Justice Kavanaugh’s criticism was even harsher. In his writing of the Court’s majority opinion, he wrote, “Equal justice under law requires a criminal trial free of racial discrimination in the jury selection process” and that Evans “was motivated in substantial part by discriminatory intent,” that his “relentless, determined effort to rid the jury of Black individuals strongly suggests that the State wanted to try Flowers before a jury with as few Black jurors as possible, and ideally before an all-white jury.”
Even Assistant Attorney General Jason Davis, representing the state of Mississippi and arguing that the justices let Flowers’ most recent conviction stand, admitted to the court that “the history in this case is troubling.”
The Court overturned Flowers’ 2010 conviction in a 7-2 ruling, finding that Evans intentionally struck Black prospective jurors at the sixth trial. In early March of 2021, the state of Mississippi awarded Mr. Flowers $500,000, the maximum allowed in the state, in compensation for his wrongful conviction and nearly 23 years of imprisonment. He will be paid in $50,000 installments over the next 10 years.
The real killer is likely still out there, and so is Doug Evans.
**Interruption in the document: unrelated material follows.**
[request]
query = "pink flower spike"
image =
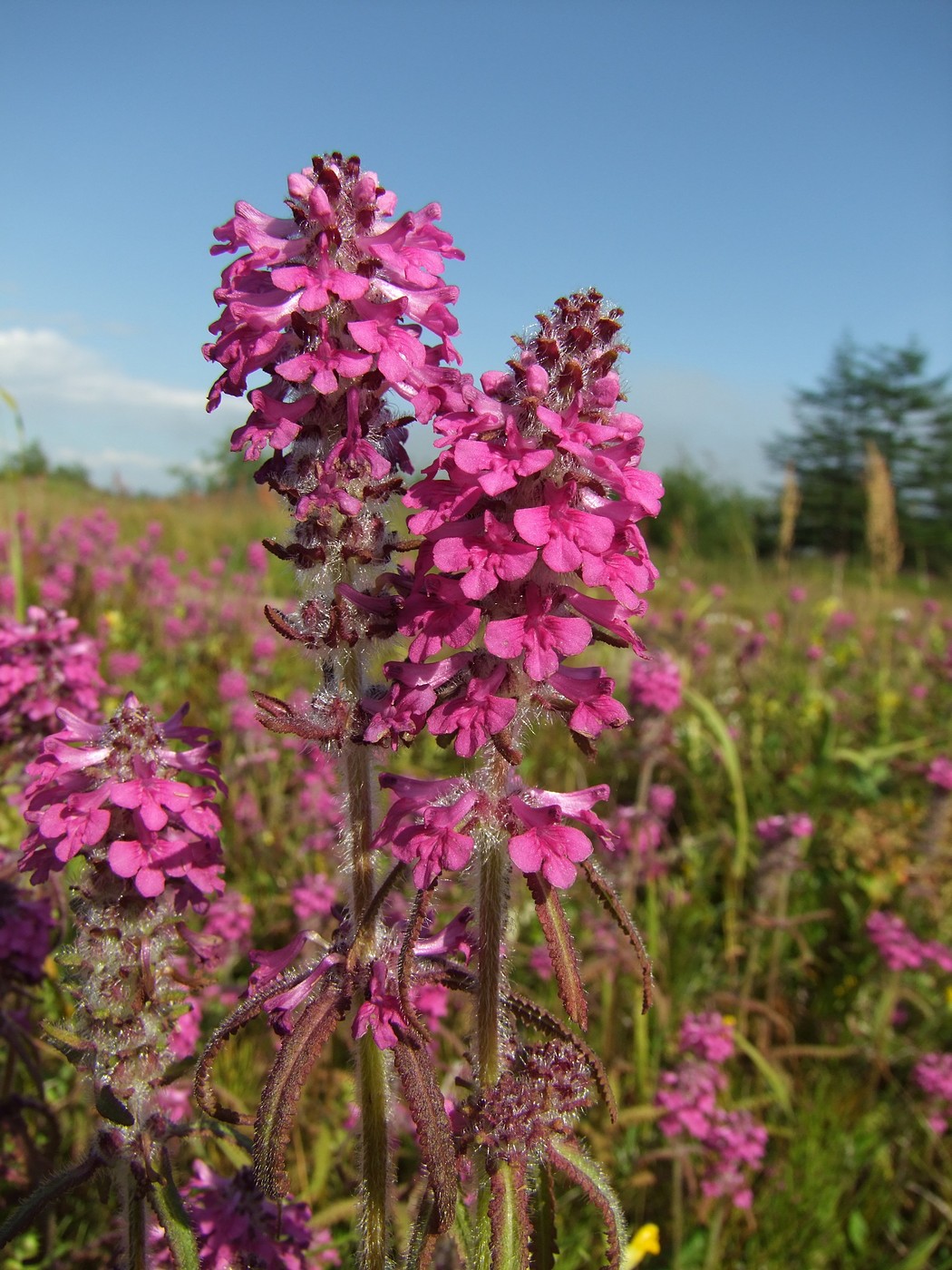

Perhaps worst of all is that the real murderer may still be out there. It’s sad to think that if Doug Evans hadn’t wasted so much time trying to prove to himself and others that he hadn’t made a mistake, the real killer could have been found. The families of the four people murdered could have gotten some measure of closure. Meanwhile, Doug Evans was reelected for office in 2019 and remains the chief prosecutor in several Mississippi counties. He ran unopposed.
Mr. Flowers recently announced news of his engagement and says he is “living every day to the fullest.”